Years passed
May 24, 2007, 8:47 pm
Filed under: Emolation

And I am still the same old lazy ass bitch i used to be. I keep leaving jobs.. I keep applying for jobs I know I’d be leaving anyway, sooner than later. Tomorrow, I’m not goin after something I can’t do anymore. I’m actually trying to go after something that let’s me go to work on mornings and sleep at night.

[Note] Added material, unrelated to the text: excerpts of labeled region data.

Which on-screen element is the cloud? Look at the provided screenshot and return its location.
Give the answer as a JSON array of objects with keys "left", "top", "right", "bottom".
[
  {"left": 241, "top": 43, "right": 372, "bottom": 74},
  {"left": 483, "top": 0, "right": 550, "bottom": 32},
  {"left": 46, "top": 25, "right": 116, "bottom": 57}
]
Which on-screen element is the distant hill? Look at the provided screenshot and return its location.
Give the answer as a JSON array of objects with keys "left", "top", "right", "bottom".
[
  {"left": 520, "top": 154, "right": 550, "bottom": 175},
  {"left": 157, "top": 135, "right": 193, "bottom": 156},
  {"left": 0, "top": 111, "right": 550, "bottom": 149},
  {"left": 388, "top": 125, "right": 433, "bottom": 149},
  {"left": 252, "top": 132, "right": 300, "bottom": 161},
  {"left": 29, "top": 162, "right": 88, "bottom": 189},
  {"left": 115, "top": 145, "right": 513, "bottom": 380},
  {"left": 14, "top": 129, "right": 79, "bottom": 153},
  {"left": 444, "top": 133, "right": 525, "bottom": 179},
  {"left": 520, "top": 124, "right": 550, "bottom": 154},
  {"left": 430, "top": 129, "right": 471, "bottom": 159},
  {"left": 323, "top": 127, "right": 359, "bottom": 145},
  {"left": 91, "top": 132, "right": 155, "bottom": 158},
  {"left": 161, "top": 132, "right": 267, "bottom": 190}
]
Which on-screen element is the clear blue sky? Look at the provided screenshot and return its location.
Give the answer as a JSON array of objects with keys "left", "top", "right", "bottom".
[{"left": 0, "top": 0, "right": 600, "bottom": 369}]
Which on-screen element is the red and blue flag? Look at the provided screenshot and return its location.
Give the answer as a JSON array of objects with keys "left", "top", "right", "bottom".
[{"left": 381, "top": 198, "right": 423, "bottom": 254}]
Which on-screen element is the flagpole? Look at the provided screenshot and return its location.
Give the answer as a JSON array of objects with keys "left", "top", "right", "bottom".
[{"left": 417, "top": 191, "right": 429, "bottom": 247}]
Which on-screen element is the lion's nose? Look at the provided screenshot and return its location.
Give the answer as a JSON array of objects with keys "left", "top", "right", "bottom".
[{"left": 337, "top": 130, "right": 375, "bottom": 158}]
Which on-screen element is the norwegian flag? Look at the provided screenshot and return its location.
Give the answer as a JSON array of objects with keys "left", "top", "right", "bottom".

Its sad when the only person you’d want to believe in you, no longer does. For good reason. I cannot blame that person. I’ve been nothing more than a letdown for the past few years. I have wasted my time. Yes. Wasted. I should know. My father always said, failures are not a waste of time, it only becomes a waste if you do not learn from it. How would I know I did not learn from my failures? Simple. I keep doing it again. I should stop disappointing myself. It breaks my heart. It breaks yours. I know. Inspite of everyting you say to me or yourself, you do care. I know I’m not supposed to write about my poor excuse for a life anymore. But seeing as I’m not ready to tell my friends (I’m lucky to have but a handful) about how I feel because honestly, my self esteem is so low as I feel that my life is insignificant. And that it would be a bother to them to waste their time talking to a lost cause like me.

Yes, I guess I am a lost cause. When.Will. It. Stop? Soon. I hope.

I’m not suicidal tonight. No. Not tonight. I have an interview tomorrow. This lost cause wants to be found.